C’est d’une voix doucement ironique face aux tentations formelles, souvent closes sur elles-mêmes, que Jean-Marie Barnaud, depuis la maison basse de Mougins, en vient à voir dans la parole de poésie la recherche d’une parole destinée aussi à ceux qui n’écrivent pas, selon un mot d’Yves Bonnefoy. Qu’est-ce à dire sinon que le poème trouve sa forme, s’écrit, devient audible et lisible, qu’en inscrivant son expérience dans celle de nos vies dans le temps : joie soudaine, fatigue devant la dureté des bassesses du monde. Son dernier recueil, Passage de la fuyante, s’ouvre ainsi par un conflit intérieur entre les coups de l’actualité tragique et le risque de voir la parole s’échouer dans l’obscénité macabre. Les « mots joufflus / (L)es mots tout roses du poème » y deviendraient ainsi « Bannières sèches et haillons / Laissés pour compte ».

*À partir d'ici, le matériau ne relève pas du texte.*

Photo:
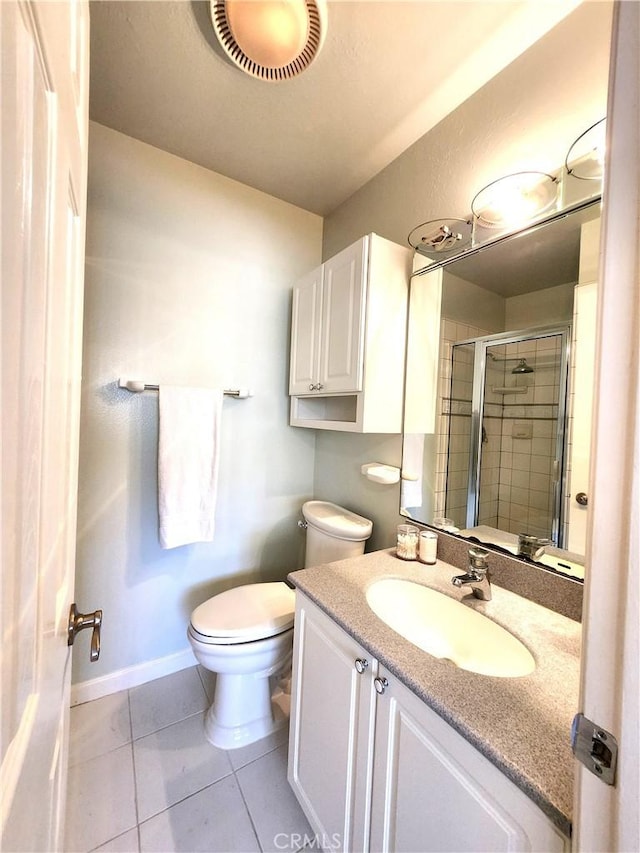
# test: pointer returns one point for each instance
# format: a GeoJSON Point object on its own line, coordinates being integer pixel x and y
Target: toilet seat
{"type": "Point", "coordinates": [243, 614]}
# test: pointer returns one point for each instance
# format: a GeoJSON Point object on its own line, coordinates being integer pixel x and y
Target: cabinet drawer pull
{"type": "Point", "coordinates": [380, 684]}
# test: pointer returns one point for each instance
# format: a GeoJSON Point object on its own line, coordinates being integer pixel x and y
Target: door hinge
{"type": "Point", "coordinates": [595, 747]}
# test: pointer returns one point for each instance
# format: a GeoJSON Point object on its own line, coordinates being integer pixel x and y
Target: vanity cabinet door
{"type": "Point", "coordinates": [330, 741]}
{"type": "Point", "coordinates": [432, 791]}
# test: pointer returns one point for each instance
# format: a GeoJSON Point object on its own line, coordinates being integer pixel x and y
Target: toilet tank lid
{"type": "Point", "coordinates": [250, 611]}
{"type": "Point", "coordinates": [337, 521]}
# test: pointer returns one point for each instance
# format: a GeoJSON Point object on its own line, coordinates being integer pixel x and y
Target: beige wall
{"type": "Point", "coordinates": [188, 281]}
{"type": "Point", "coordinates": [513, 122]}
{"type": "Point", "coordinates": [518, 120]}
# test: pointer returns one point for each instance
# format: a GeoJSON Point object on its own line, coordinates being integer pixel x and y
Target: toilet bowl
{"type": "Point", "coordinates": [245, 635]}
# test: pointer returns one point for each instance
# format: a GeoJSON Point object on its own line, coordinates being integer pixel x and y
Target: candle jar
{"type": "Point", "coordinates": [407, 542]}
{"type": "Point", "coordinates": [428, 547]}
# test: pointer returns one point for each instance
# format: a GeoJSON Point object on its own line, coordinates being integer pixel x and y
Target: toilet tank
{"type": "Point", "coordinates": [333, 533]}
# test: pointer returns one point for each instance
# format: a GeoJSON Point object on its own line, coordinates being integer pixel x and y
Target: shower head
{"type": "Point", "coordinates": [522, 367]}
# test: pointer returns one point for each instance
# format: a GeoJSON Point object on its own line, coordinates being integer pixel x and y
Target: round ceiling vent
{"type": "Point", "coordinates": [271, 40]}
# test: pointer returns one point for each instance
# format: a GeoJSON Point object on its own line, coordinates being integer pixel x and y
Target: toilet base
{"type": "Point", "coordinates": [234, 736]}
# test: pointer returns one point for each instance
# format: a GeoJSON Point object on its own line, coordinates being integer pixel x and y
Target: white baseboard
{"type": "Point", "coordinates": [131, 676]}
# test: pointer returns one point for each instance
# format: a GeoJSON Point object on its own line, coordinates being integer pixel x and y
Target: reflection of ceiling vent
{"type": "Point", "coordinates": [272, 40]}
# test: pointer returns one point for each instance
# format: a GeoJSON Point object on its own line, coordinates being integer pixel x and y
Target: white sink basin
{"type": "Point", "coordinates": [446, 628]}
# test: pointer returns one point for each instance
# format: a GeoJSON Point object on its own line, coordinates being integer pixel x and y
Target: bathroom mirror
{"type": "Point", "coordinates": [498, 390]}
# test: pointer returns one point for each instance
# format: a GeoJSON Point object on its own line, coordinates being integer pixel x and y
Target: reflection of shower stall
{"type": "Point", "coordinates": [507, 427]}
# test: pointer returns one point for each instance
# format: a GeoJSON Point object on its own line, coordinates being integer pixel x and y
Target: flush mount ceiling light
{"type": "Point", "coordinates": [440, 238]}
{"type": "Point", "coordinates": [515, 199]}
{"type": "Point", "coordinates": [270, 39]}
{"type": "Point", "coordinates": [585, 158]}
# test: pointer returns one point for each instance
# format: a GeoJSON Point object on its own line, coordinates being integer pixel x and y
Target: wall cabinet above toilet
{"type": "Point", "coordinates": [348, 339]}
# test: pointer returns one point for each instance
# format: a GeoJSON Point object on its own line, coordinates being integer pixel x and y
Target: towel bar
{"type": "Point", "coordinates": [136, 386]}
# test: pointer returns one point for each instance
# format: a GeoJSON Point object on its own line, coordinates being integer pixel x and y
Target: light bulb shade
{"type": "Point", "coordinates": [270, 39]}
{"type": "Point", "coordinates": [585, 158]}
{"type": "Point", "coordinates": [515, 200]}
{"type": "Point", "coordinates": [441, 238]}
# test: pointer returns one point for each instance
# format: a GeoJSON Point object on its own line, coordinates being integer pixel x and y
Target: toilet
{"type": "Point", "coordinates": [245, 635]}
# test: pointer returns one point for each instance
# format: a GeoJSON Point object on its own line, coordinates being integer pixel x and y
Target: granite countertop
{"type": "Point", "coordinates": [522, 725]}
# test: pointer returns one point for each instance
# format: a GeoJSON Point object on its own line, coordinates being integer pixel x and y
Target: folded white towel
{"type": "Point", "coordinates": [412, 470]}
{"type": "Point", "coordinates": [188, 461]}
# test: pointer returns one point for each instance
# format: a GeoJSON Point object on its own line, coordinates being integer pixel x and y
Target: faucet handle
{"type": "Point", "coordinates": [478, 559]}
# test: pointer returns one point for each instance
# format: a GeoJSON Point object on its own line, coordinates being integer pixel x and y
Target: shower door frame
{"type": "Point", "coordinates": [481, 345]}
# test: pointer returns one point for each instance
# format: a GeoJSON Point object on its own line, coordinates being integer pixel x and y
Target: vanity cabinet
{"type": "Point", "coordinates": [374, 768]}
{"type": "Point", "coordinates": [348, 337]}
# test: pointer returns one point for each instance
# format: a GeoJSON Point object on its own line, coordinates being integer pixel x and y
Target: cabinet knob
{"type": "Point", "coordinates": [380, 684]}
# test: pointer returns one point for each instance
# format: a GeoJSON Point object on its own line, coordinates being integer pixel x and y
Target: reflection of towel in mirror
{"type": "Point", "coordinates": [188, 461]}
{"type": "Point", "coordinates": [412, 470]}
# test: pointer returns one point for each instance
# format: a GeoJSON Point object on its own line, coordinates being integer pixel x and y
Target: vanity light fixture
{"type": "Point", "coordinates": [271, 40]}
{"type": "Point", "coordinates": [515, 199]}
{"type": "Point", "coordinates": [441, 238]}
{"type": "Point", "coordinates": [585, 158]}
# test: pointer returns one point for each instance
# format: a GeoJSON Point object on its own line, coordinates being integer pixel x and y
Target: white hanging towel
{"type": "Point", "coordinates": [188, 461]}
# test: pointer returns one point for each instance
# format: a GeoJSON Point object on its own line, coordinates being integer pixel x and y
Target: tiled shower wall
{"type": "Point", "coordinates": [519, 447]}
{"type": "Point", "coordinates": [528, 440]}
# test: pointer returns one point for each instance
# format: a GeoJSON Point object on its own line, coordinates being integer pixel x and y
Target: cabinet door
{"type": "Point", "coordinates": [343, 318]}
{"type": "Point", "coordinates": [432, 791]}
{"type": "Point", "coordinates": [305, 333]}
{"type": "Point", "coordinates": [330, 745]}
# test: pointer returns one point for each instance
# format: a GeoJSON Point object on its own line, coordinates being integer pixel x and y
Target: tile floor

D’autres mots deviennent alors nécessaires, comme ceux de cet homme assis sur une dune qui avance, traverse des lieux effondrés et cherche à dire ce qui relèverait la vie de son dégoût. Et s’il entend « tourner l’autre douleur de vivre / Celle qui ne chante pas », s’il voit encore « les longues femmes noires » allumer des feux « qui flambent clair / Comme leur faim », entend ce « sable qu’on déverse / En charretées sur les visages et sur les mains » des soldats irakiens et voit les femmes de Bosnie « qu’on déchire en quatre », tout cela dont le bon goût littéraire ne veut pas dans le poème, c’est que de l’histoire à l’Histoire un lieu où vivre est à rappeler ou à créer. L’écriture de Jean-Marie Barnaud y avance, tendue dans sa simplicité entre des mots roses et des mots tranchants, avec et contre la violence de l’Histoire. Dans les hauts rangs certains jugeront, sous l’affaire du culturel, de la nécessité de la poésie et, pour l’écarter, renverront sur elle une honte infecte : comment, oui, peut-elle parler, avec ses mots, du pire et des désastres ! Honteuse, elle le serait à ne pas simplement résister au mal de l’Histoire. Répondre encore à tout ce qui troue les visages, c’est pour Jean-Marie Barnaud faire du poème un lieu de « claire audace », s’élever là où tout s’effondre. Ce lieu est à faire et cette poésie le dit.
Passage de la fuyante
Jean-Marie Barnaud
Cheyne éditeur
64 pages, 75 FF
1 Jean-Marie Barnaud a également publié un roman -Le Censeur- en 1992 chez Gallimard.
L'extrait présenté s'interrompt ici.